Yesterday afternoon, I finished watching the Blu-ray set for Who season fourteen – you can announce the next one now, please, BBC Studios – and our son joined me for the hilarious little TV commercial for the line of Doctor Who dolls from 1977. The funniest thing about these dopey toys is that the Dalek is massively out of proportion with the other characters, coming up to Leela’s chest, which sparked some discussion about how tall the Dalek should be. Then the very next episode we watch introduces some new, taller Daleks, as if to confuse the issue.
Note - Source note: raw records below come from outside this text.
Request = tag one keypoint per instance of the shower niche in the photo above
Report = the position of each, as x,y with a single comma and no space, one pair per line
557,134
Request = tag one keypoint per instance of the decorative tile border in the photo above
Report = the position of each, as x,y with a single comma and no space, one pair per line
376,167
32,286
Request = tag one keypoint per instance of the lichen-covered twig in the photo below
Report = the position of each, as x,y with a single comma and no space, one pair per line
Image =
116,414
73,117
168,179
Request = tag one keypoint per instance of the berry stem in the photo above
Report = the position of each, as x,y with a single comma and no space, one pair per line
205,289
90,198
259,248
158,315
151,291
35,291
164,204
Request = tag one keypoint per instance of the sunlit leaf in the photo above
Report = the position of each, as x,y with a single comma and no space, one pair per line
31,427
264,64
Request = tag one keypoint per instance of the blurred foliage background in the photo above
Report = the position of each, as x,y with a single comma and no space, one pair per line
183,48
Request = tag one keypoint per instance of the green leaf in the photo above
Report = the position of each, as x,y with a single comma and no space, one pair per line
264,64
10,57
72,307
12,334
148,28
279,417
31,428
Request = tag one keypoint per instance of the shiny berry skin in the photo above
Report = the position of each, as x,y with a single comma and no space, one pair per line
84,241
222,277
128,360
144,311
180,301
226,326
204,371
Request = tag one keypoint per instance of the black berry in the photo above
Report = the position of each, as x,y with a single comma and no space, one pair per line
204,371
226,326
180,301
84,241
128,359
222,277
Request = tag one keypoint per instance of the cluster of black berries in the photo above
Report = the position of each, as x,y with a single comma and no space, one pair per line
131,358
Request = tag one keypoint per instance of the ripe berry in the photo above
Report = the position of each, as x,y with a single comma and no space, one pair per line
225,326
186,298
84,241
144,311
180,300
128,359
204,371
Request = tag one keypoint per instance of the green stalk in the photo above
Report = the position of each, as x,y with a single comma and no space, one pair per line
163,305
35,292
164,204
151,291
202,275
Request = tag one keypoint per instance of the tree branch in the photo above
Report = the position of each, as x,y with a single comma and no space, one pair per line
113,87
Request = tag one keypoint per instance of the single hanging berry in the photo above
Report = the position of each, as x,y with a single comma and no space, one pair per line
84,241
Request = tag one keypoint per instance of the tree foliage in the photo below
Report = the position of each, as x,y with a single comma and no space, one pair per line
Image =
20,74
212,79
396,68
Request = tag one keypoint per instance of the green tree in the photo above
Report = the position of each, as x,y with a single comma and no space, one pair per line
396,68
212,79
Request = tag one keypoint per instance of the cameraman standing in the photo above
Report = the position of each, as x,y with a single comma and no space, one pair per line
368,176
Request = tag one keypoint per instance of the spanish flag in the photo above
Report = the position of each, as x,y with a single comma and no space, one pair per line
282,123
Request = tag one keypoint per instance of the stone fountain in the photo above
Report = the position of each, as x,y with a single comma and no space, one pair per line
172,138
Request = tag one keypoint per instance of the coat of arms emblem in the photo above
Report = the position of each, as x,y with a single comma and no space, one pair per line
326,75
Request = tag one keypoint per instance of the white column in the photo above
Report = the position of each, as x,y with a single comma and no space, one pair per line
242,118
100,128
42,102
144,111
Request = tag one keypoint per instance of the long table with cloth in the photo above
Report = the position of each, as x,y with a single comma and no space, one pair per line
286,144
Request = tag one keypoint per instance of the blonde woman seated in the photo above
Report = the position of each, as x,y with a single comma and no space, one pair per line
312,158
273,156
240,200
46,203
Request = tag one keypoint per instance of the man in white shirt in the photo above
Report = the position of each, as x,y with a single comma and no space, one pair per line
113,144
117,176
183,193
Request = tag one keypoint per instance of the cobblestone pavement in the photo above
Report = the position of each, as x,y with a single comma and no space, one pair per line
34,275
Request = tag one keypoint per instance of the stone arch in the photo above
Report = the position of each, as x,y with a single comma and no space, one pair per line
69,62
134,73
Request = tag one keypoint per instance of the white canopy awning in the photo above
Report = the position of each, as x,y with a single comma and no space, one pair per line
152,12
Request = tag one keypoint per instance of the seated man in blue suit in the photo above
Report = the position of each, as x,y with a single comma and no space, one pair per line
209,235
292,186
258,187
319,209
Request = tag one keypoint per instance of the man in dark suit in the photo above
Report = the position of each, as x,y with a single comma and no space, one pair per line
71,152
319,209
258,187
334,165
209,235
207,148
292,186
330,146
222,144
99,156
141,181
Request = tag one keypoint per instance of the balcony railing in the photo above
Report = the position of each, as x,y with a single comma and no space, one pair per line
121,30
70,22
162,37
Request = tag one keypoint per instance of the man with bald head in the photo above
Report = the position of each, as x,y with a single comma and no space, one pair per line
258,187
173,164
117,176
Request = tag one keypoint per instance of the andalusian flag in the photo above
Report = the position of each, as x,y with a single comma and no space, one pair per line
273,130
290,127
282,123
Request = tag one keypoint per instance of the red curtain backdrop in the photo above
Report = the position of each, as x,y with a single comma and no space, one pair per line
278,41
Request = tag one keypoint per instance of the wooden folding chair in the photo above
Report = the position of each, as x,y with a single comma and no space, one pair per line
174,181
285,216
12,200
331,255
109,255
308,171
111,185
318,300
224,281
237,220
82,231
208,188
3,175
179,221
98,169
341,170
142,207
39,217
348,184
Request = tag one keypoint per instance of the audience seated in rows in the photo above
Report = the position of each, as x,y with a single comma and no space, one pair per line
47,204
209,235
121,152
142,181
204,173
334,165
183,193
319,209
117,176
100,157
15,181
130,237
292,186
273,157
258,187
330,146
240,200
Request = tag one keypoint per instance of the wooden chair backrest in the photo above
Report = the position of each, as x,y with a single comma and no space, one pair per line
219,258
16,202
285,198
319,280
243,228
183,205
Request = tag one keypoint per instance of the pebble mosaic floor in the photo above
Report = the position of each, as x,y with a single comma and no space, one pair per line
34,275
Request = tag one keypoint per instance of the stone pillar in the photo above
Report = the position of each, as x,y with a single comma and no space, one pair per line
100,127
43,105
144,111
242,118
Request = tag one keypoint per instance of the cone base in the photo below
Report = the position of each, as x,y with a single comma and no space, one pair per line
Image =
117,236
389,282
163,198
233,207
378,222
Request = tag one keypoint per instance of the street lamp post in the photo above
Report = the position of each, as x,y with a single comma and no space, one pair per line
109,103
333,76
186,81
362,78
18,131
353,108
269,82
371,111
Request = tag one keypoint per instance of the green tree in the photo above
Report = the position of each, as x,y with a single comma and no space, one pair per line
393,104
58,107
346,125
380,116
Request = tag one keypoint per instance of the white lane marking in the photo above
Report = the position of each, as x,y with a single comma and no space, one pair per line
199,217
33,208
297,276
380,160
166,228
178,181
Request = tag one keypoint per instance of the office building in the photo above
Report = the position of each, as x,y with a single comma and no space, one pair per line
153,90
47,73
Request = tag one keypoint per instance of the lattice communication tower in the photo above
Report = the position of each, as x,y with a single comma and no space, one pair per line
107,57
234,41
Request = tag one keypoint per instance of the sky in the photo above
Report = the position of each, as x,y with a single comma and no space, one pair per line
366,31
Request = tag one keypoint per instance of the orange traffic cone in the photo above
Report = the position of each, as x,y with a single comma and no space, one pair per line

Ian McNeice’s character of Winston Churchill, seen in a little cameo in the previous episode, makes his second of four appearances in this story. It was written by Mark Gatiss and it’s my least favorite of his otherwise splendid scripts by about a million miles.
The worst moment? Out of lots of possibilities, it’s the way it feels like Gatiss and Moffat were keenly aware of fans and critics grumbling about “power of love” resolutions to various Russell T. Davies-era stories and so, just to remind everybody who’s in charge, they literally defuse a sentient bomb with false memories by reminding it how unrequited love feels. Then everybody hugs and pats themselves on the back to remind viewers how brilliant and amazing they are, and despite Churchill’s desire for war-winning tech being a running gag, they leave the sentient bomb in wartime London instead of dropping it and the rest of the alien gadgets off on a Robot Free Planet in the Andromeda Galaxy in the 276th Century.
The kid loved it, of course. I try to tell myself that’s all that matters, but one day he’s going to grow up and move out and, at least for a time and maybe even for good, will lose interest in Doctor Who and I’ll be sadly reflecting that it only took Gatiss and Moffat three weeks to show an episode as bad as Davies’s worst. Oddly enough, that episode, “Fear Her,” had one of those “power of love” endings as well.
I think the second half of the Silurian story is even worse. We’ll see in a couple of weeks.